Trying
to get more for your money has become an American pastime.
Retailers are always having sales, the auto industry is continually
offering different incentives, and restaurants come up with new
promotions all the time. Over the years, consumers have
embraced these discounts and have become accustomed to paying less
than full price whenever possible.
Besides
paying discounted prices, another way to get more for your money is
by purchasing goods and services with "pre-tax dollars"
versus "after-tax dollars". Remember, because of
income taxes, $100 of pre-tax dollars is equivalent to approximately $166
of post-tax dollars.
The
Cafeteria Plan
One
place to find a variety of pre-tax opportunities is your benefits
package at work. These days, most employers offer benefits to
their employees through a "cafeteria plan", which allow you
to select your benefits, such as medical and dental insurance, from
the options provided through the plan, and pay for only those
benefits that you select.
As
a participant in a cafeteria plan, your employer will provide you
with an allowance to purchase your benefits through the plan.
If your allowance exceeds the cost of the benefits selected, the
excess will be included in your paycheck as taxable wages. If
the cost of the benefits you select exceeds the allowance, you will
pay for the shortfall with pre-tax dollars.
Flexible
Spending Accounts
As
part of your benefits package, you probably have the option to set
aside a portion of your salary, pre-tax, into your flexible spending account.

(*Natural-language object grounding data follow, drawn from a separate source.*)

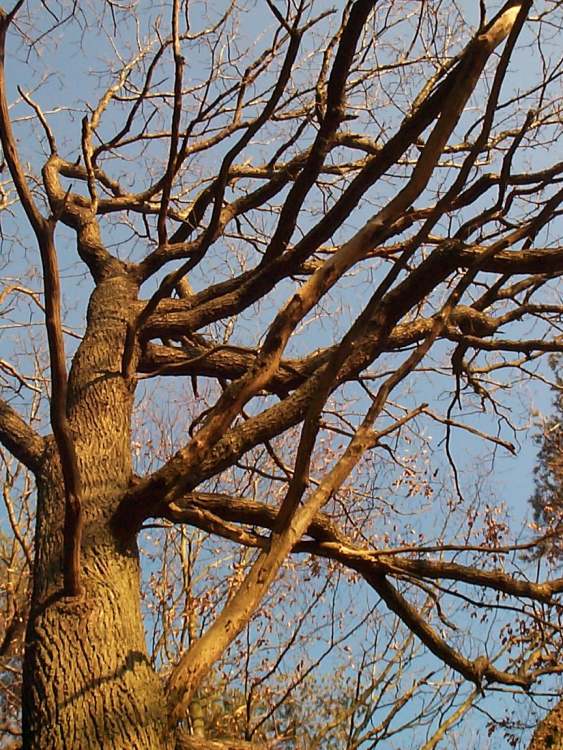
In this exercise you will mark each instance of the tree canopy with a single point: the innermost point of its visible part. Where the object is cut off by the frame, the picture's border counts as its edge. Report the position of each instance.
(275, 280)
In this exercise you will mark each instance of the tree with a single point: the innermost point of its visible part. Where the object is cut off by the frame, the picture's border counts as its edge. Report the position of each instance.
(305, 222)
(547, 500)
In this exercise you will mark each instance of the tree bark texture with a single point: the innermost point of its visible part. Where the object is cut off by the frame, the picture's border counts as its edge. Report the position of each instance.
(88, 682)
(549, 732)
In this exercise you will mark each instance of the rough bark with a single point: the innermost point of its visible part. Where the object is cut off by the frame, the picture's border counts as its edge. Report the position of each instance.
(88, 682)
(549, 732)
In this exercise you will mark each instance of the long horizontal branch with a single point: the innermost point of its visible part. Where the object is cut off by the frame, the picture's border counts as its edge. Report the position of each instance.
(328, 542)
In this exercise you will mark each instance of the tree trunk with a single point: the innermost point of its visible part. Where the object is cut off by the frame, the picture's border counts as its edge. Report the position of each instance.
(549, 732)
(88, 682)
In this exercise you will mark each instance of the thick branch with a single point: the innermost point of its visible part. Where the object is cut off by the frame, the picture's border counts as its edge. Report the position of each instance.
(19, 438)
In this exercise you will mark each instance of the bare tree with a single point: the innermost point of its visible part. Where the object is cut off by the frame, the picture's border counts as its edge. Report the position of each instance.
(316, 217)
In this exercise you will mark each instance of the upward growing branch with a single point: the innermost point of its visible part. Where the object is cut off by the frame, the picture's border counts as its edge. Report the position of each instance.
(44, 233)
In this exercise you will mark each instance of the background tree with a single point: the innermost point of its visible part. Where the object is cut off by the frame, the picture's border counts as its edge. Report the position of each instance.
(324, 226)
(547, 500)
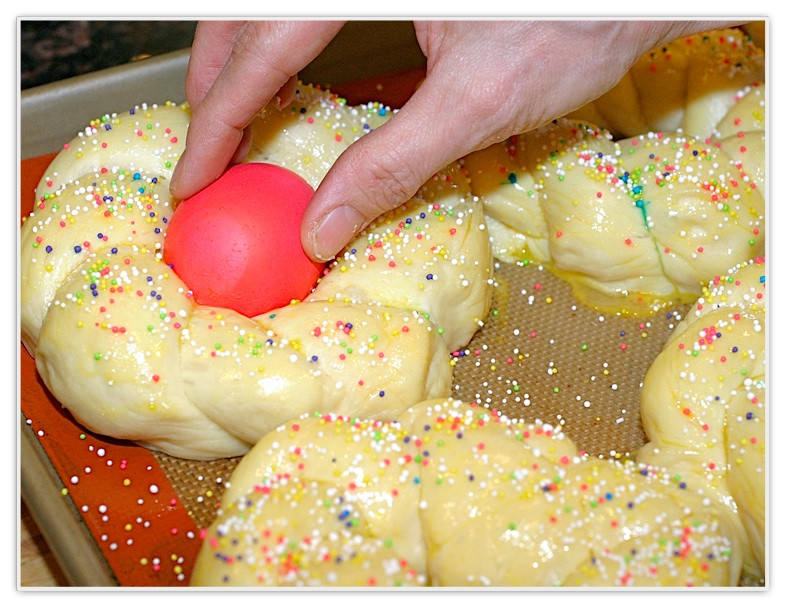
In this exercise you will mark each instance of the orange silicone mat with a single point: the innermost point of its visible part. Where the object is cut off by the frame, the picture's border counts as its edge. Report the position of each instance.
(541, 354)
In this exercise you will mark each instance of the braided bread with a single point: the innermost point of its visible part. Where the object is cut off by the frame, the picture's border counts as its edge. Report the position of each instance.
(385, 484)
(121, 342)
(638, 224)
(451, 494)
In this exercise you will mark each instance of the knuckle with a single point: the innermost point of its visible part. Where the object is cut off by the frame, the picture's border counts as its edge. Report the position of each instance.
(387, 182)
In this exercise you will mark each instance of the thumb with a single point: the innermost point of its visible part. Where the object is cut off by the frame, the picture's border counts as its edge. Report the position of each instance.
(382, 170)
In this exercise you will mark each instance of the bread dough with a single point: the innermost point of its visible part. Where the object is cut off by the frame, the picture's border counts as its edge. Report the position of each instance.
(119, 339)
(382, 484)
(451, 494)
(703, 402)
(633, 225)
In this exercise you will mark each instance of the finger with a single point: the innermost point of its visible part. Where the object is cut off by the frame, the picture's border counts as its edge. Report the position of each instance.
(386, 168)
(210, 52)
(266, 54)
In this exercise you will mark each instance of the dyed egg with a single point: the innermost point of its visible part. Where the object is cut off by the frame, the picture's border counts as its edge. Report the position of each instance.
(236, 243)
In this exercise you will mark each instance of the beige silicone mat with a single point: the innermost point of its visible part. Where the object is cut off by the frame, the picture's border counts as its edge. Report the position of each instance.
(540, 355)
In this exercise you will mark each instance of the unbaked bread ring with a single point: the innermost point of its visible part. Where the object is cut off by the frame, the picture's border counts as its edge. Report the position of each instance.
(121, 342)
(452, 494)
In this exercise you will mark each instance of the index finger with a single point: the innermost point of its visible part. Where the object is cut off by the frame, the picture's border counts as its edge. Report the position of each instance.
(264, 56)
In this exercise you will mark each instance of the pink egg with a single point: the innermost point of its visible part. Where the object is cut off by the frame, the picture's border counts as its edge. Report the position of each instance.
(236, 243)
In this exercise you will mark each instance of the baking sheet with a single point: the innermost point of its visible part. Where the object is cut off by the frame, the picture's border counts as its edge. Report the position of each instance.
(118, 514)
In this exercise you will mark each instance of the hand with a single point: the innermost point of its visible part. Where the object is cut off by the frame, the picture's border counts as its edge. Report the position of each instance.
(485, 81)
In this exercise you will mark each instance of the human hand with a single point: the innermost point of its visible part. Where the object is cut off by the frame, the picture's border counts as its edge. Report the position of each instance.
(485, 81)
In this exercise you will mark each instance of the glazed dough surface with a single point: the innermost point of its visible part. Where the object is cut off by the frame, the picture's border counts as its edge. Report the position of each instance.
(120, 340)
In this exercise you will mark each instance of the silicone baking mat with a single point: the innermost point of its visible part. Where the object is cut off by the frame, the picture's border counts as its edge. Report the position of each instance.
(540, 355)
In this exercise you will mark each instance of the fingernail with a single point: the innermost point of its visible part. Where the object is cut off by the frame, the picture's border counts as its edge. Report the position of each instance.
(335, 231)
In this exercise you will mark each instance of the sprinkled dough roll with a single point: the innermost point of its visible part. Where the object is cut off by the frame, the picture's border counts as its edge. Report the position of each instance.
(454, 495)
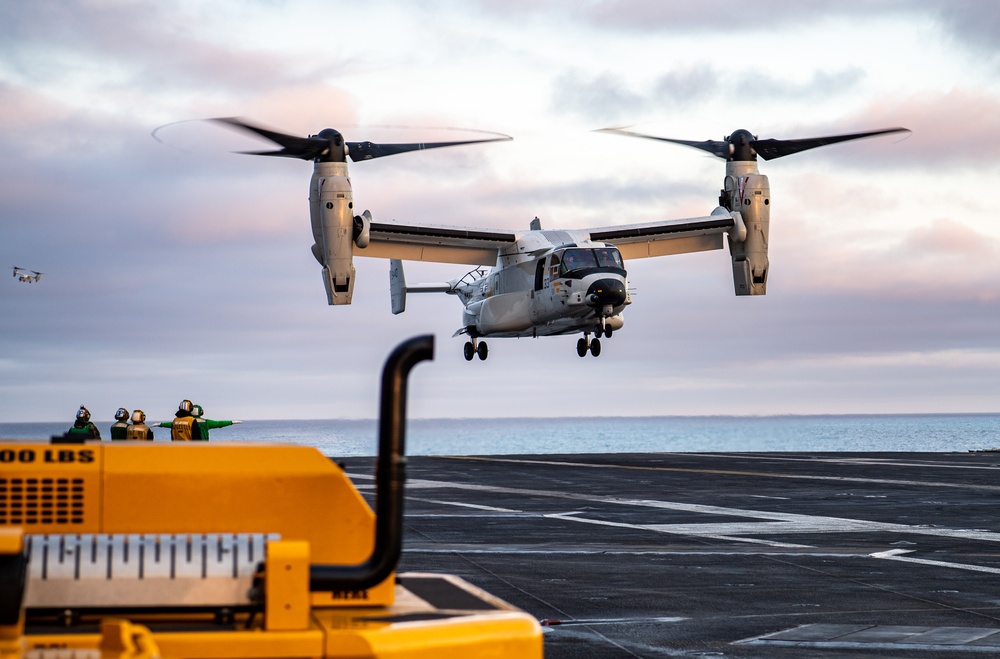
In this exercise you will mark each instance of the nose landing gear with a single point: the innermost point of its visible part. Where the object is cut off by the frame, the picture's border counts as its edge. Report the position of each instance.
(474, 347)
(586, 344)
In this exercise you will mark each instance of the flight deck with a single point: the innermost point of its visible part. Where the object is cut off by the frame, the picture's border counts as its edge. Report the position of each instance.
(721, 555)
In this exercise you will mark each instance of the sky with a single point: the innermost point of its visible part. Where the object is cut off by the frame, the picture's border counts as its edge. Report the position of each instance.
(176, 269)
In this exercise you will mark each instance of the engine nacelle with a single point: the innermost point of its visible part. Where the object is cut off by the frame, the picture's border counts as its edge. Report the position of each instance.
(749, 193)
(362, 229)
(331, 206)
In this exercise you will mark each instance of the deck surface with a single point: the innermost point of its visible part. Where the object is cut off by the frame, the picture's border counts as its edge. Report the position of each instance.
(722, 555)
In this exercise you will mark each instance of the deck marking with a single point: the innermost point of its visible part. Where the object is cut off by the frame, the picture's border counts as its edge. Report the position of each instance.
(791, 523)
(469, 505)
(665, 528)
(897, 555)
(733, 472)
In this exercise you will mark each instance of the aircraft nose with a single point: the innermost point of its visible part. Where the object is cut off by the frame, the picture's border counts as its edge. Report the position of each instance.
(605, 292)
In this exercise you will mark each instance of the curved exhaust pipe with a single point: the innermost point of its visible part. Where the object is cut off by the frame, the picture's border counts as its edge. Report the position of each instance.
(390, 477)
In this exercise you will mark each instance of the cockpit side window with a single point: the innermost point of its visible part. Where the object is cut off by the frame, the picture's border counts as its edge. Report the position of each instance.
(609, 257)
(576, 259)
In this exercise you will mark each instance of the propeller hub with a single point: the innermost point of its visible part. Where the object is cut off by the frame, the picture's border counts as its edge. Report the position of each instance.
(741, 146)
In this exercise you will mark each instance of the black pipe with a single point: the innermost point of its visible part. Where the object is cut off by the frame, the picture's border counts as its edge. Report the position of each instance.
(390, 477)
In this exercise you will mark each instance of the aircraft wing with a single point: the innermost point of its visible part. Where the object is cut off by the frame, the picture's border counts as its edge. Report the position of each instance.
(438, 244)
(697, 234)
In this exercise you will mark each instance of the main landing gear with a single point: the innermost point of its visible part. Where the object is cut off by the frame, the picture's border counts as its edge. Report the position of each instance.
(593, 346)
(587, 344)
(474, 347)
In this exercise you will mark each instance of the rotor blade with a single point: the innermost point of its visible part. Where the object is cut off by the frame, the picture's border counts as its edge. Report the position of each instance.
(715, 147)
(359, 151)
(304, 148)
(770, 149)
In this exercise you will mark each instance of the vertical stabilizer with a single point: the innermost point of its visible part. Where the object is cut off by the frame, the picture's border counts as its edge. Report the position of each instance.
(397, 286)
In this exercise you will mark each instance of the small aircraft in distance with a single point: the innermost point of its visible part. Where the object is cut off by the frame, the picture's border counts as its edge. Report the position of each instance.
(19, 272)
(541, 282)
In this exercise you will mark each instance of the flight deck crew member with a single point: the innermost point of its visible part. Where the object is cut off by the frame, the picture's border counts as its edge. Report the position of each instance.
(139, 430)
(182, 427)
(120, 426)
(202, 425)
(83, 426)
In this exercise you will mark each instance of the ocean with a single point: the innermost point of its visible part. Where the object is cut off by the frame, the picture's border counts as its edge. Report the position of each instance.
(340, 438)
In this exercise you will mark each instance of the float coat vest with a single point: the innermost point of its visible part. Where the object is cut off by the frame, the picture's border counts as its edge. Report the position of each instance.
(119, 430)
(139, 431)
(182, 429)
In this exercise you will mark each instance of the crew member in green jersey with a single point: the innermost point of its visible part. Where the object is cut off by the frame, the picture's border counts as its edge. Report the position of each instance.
(203, 425)
(182, 427)
(120, 427)
(83, 426)
(139, 430)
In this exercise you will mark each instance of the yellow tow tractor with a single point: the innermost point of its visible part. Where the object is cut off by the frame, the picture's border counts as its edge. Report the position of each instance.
(175, 550)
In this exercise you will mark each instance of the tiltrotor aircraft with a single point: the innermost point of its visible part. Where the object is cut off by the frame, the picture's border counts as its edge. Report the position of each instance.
(33, 277)
(542, 282)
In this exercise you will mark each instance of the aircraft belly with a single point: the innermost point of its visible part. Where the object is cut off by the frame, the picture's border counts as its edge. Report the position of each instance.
(508, 312)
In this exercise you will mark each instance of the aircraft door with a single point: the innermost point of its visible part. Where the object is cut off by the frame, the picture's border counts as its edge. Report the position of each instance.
(540, 274)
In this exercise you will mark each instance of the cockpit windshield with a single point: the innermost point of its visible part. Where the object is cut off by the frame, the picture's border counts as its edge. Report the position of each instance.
(577, 261)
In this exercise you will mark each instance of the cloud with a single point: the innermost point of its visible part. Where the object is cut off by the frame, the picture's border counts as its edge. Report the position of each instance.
(607, 97)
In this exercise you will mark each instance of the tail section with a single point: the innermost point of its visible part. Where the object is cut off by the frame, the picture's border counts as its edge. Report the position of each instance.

Most plans allow their employees to designate up to $2,000 per year
for out-of-pocket medical and dental expenses, and up to $5,000 per
year for dependent care expenses. By taking advantage of your
flexible spending account, you'll be able to pay for certain personal
expenses with pre-tax dollars, thus getting more for your money.
One
downside to flexible spending accounts is that if you don't "use
it, you lose it". In other words, if you set aside money
in your flexible spending account, but don't have enough expenses to
cover the amount you set aside, the excess will not be paid out to you.
Instead, any money remaining in your flexible spending account at the
end of the year will be lost.
Annual
Benefits Review
Most
employers allow you to change certain benefits only once a year
(usually in the fall), so that's usually a good time to contact the
benefits department to review your options. During your review,
ask about the different pre-tax opportunities available through your
employer's benefit plan. Only by planning ahead will you be
able to maximize your personal expenses that are paid with pre-tax dollars.